No caso do André o salto deu-se de realizar vídeos para outros músicos, interpretando as músicas deles e dando-lhes uma forma visual, para agora ele próprio compor e ter as suas músicas cá fora. O que é certo é que ambas as actividades acabam por formar um equilíbrio importante: «Eu sempre fui um amante da música e sempre ouvi música desde pequeno, sempre fui a muitos concertos e comecei por filmar músicos… Por isso, a música é algo inato em mim. De repente, passar para o palco – embora seja algo surpreendente – é algo que parece que faz sentido. São momentos de catarse em que tu, de repente, descobres que existe uma parte de ti que esteve sempre ali e que tu nunca ligaste nenhuma.
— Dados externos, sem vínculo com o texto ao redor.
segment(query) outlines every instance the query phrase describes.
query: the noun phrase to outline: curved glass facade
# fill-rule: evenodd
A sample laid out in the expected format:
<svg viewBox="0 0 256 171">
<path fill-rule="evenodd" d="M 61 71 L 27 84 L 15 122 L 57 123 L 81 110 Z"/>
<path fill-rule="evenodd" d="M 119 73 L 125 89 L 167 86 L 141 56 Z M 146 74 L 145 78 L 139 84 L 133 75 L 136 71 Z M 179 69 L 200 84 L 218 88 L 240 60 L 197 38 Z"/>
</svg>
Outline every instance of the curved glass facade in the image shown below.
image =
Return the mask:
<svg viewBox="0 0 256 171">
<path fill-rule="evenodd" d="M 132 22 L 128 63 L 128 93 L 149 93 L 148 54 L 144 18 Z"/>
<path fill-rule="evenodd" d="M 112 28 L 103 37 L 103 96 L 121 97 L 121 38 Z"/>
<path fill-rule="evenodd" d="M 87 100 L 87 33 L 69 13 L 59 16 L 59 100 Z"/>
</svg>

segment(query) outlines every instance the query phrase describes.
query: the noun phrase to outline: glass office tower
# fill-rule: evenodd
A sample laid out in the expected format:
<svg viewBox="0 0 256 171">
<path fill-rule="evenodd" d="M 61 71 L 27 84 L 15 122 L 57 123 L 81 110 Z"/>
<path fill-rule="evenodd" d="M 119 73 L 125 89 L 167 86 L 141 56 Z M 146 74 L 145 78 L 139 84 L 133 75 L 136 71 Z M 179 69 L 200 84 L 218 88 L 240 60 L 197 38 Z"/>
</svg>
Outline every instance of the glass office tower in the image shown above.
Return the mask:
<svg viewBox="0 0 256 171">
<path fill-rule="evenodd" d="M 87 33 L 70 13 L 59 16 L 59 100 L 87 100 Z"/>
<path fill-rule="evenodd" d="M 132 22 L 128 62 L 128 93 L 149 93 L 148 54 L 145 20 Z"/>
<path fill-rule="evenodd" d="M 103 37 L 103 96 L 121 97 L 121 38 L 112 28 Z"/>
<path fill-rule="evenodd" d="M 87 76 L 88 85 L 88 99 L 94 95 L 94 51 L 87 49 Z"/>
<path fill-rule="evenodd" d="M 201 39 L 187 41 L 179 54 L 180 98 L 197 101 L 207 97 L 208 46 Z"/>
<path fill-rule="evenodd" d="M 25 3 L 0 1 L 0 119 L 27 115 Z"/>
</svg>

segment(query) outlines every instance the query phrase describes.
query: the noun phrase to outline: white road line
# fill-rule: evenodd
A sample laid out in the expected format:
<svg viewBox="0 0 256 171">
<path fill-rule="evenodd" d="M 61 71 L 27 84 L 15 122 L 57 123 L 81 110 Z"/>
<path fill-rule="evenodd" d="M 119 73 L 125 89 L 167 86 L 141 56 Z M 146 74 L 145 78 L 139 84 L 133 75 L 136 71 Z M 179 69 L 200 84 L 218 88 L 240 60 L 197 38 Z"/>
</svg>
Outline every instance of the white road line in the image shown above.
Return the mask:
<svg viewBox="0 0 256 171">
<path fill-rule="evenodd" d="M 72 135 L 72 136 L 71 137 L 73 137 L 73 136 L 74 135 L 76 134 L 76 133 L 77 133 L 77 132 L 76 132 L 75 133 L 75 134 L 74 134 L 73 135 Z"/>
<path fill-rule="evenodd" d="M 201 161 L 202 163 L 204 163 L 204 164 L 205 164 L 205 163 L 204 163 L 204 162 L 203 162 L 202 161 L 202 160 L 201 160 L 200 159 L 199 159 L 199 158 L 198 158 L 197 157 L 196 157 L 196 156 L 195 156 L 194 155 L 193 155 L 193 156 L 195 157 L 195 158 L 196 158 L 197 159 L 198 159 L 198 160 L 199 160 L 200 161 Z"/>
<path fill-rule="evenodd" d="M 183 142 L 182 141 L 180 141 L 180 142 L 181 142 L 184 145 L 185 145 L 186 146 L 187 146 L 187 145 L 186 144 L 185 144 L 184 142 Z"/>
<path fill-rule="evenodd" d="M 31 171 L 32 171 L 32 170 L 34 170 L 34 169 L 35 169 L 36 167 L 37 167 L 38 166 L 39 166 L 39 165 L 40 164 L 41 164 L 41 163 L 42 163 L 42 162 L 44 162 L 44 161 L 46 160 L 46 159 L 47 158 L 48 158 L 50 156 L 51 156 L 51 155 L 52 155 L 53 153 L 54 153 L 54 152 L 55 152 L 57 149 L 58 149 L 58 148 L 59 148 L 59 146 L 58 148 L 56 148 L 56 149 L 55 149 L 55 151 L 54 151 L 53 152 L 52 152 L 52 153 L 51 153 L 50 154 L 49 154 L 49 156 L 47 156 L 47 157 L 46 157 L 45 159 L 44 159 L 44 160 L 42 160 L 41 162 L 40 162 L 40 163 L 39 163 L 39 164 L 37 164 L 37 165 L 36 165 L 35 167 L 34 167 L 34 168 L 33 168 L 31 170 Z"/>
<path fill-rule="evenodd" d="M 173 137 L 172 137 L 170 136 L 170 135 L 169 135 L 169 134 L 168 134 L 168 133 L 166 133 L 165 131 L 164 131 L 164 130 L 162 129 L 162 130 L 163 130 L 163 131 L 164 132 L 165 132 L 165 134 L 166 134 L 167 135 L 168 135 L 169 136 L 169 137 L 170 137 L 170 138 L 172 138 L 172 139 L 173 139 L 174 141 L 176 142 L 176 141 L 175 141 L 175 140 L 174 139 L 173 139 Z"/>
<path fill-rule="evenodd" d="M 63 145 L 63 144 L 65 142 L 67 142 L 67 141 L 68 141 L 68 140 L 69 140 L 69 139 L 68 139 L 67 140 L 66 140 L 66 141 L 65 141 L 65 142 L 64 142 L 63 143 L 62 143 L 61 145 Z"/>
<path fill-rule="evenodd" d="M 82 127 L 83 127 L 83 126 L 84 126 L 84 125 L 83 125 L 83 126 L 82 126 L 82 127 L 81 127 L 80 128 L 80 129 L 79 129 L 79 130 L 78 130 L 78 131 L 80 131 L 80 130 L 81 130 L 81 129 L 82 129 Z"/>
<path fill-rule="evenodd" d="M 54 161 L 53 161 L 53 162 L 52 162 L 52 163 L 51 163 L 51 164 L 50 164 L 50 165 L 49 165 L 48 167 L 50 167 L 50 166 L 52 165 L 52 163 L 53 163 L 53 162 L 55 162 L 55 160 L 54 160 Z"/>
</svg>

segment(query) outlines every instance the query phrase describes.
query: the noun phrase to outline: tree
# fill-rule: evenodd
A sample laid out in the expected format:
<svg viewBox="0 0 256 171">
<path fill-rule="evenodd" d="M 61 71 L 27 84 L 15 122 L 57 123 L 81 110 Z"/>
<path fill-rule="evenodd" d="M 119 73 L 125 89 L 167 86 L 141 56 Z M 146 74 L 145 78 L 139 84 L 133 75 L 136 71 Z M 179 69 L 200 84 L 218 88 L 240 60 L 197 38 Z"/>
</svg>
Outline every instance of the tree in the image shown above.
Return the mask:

De repente, tens a oportunidade, as pessoas dão-te a oportunidade para te mostrares e há uma cena muito fixe nisto – quando tens duas profissões, tu estás sempre a descansar de uma e de outra. Quando estou a cantar, estou a descansar de fazer vídeos e quando estou a fazer vídeos, agora vou curtir um pouco o vídeo que já estou farto de fazer música. Isso vai equilibrando as coisas e vai fazendo com que sejas mais verdadeiro e mais honesto naquilo que estás a fazer e que faças as coisas de uma forma despretensiosa, despreocupada… Principalmente na música, a expectativa comercial ou… Tu nunca sabes aquilo que vai acontecer. Hoje em dia, as pessoas consomem a música de uma forma tão rápida e é tudo tão imediato que tu não sabes bem qual vai ser o feedback – qual vai ser a reacção, se as pessoas vão gostar ou não, se vai vender ou não –, por isso, há uma coisa que a mim preocupa que é… primeiro estar feliz todos os dias e depois estar a curtir aquilo que estou a fazer e estar a fazer a música que eu gosto. Depois se as pessoas vão gostar ou não – claro que é bom quando as pessoas gostam – mas isso nunca ser uma preocupação e nunca ter essa consciência. Chegar ao fim e dizer “OK. Está altamente e era mesmo isto que eu queria fazer.” Agora o que vier, vem por acréscimo.»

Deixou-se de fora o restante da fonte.